From: Charles Lindsey (chl@clw.cs.man.ac.uk)
Date: Mon Jul 08 2002 - 05:04:12 CDT
In <20020706201920.25336.qmail@wilhelmina.algonet.se> sommar@algonet.se (Erland Sommarskog) writes:
>"Charles Lindsey" <chl@clw.cs.man.ac.uk> writes:
>> In <yl7kkgxxvf.fsf@windlord.stanford.edu> Russ Allbery <rra@stanford.edu> writes:
>> >Something like:
>>
>> > It is recommended, as a last recourse, that characters in unknown
>> > character sets be passed unaltered and displayed in the default
>> > character set so long as they are not control characters in that
>> > character set. This is better than altering or rejecting the
>> > characters since the user will at least have some chance of making
>> > sense of the text.
>>
>If an IETF reviewer does not understand the difference, we just bang
>him on the head with the approriate RFC in
>> and they MAY, when it is detected that none of these has been used,
>> attempt to interpet the header according to whatever other character
>> set can be deduced, or has been configued as a default by the reader.
>>
>> NOTE: It is possible to determine, with a high degree of
>> accuracy, when a given text containing octets with the 8th bit
>> set was not encoded using UTF-8, and using this test to recover
>> such non-compliant texts is therefore commended where no other
>> harm could arise.
>It still says MAY, which clearly signals to the implementor that he
>can ignore it completely.
Well it does say the practice is "commended".

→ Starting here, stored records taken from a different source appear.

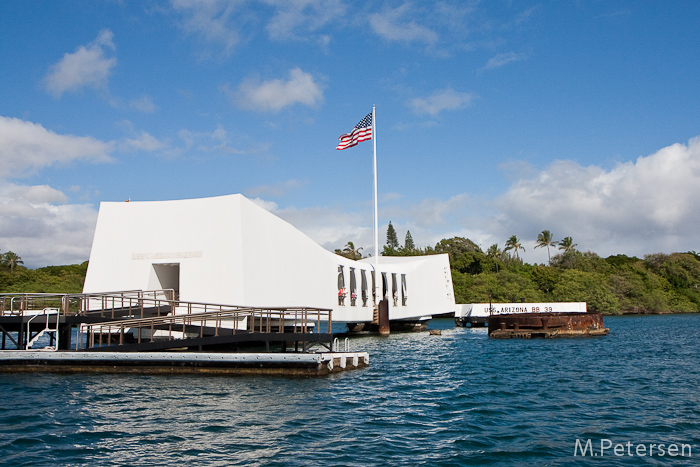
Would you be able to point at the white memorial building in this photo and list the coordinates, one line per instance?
(229, 250)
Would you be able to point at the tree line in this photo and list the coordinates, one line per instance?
(15, 278)
(656, 283)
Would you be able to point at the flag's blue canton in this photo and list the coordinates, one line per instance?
(361, 132)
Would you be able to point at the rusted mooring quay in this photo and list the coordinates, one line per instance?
(154, 332)
(545, 325)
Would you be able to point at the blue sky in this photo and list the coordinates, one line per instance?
(494, 118)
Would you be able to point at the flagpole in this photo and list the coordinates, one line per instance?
(376, 217)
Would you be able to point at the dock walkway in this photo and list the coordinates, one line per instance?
(154, 332)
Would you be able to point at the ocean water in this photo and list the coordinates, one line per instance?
(450, 400)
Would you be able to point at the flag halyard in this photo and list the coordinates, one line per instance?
(361, 132)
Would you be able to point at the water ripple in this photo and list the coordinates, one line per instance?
(447, 400)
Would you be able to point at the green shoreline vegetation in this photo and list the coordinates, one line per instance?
(619, 284)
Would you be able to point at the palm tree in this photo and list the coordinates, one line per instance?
(545, 239)
(495, 253)
(513, 243)
(567, 244)
(11, 259)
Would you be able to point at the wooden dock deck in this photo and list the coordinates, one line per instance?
(137, 331)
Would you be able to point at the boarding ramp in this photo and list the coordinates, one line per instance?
(138, 320)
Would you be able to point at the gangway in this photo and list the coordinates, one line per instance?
(136, 320)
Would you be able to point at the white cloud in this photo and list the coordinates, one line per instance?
(144, 142)
(274, 95)
(295, 19)
(35, 221)
(35, 225)
(279, 189)
(86, 67)
(26, 146)
(144, 104)
(216, 140)
(394, 25)
(210, 19)
(503, 59)
(446, 99)
(636, 208)
(639, 207)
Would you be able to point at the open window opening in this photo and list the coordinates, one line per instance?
(363, 286)
(385, 287)
(404, 293)
(166, 276)
(353, 288)
(341, 286)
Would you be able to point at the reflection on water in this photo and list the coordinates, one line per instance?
(425, 400)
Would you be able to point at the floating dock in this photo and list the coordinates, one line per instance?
(224, 363)
(154, 332)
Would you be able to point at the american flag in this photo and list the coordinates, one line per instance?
(361, 132)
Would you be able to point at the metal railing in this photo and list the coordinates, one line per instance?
(158, 314)
(204, 320)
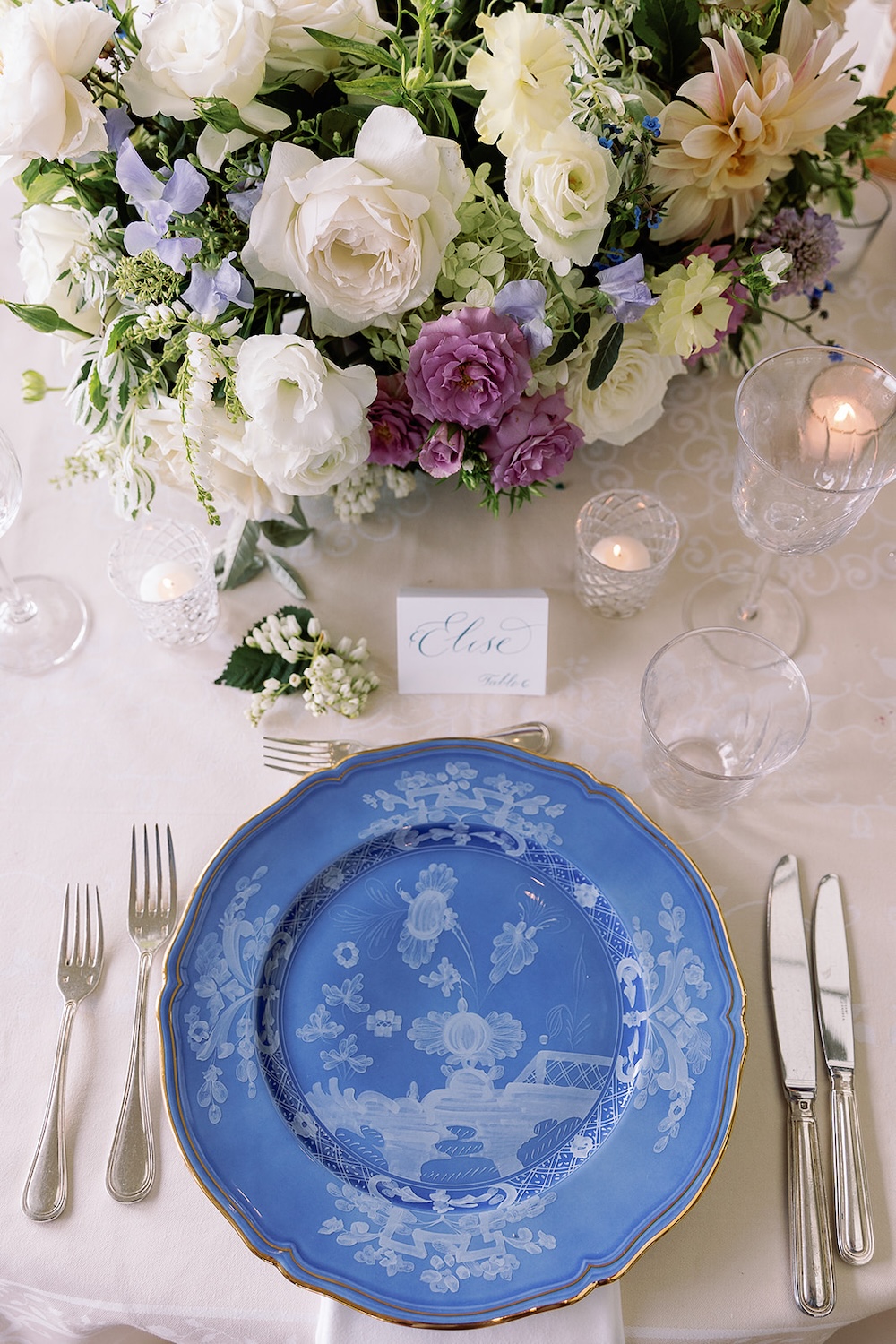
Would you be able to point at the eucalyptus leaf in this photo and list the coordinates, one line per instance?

However, let us bear in mind that all this is for the benefit of some guys
who have been posting articles whose headers are in violation of all known
standards (whether in mail or news), using a convention ("just guess the
charset") which in no way deserves to remain as an ultimate part of
Usenet.
So we have provided a lifeline, a "last recourse" as Russ put it, to buy
some time while they get out of this bad habit. So newsreaders MAY take
advantage of this lifeline, but I would not want to write anything into
the standard which suggests that they SHOULD continue to do so
indefinitely into the future, or that they SHOULD do so if they are only
intended for use in English speaking environments. So we should not use
the word RECOOMMENDED, since it has a defined meaning in RFC 2119,
implying some obligation on implementations which desire to be
fully-compliant. And similarly for "recommended" (which is why I used
"commended").
>Just skip the MAY part, and make Russ's text into a note.
Actually, Russ's words also cover the matter of transporting such
characters, which is already covered elsewhere (relayers MUST either copy
everything or drop it). Moreover, mentioning control characters might just
encourage the mess sendmail has gotten itself into by dropping 0c80-9F.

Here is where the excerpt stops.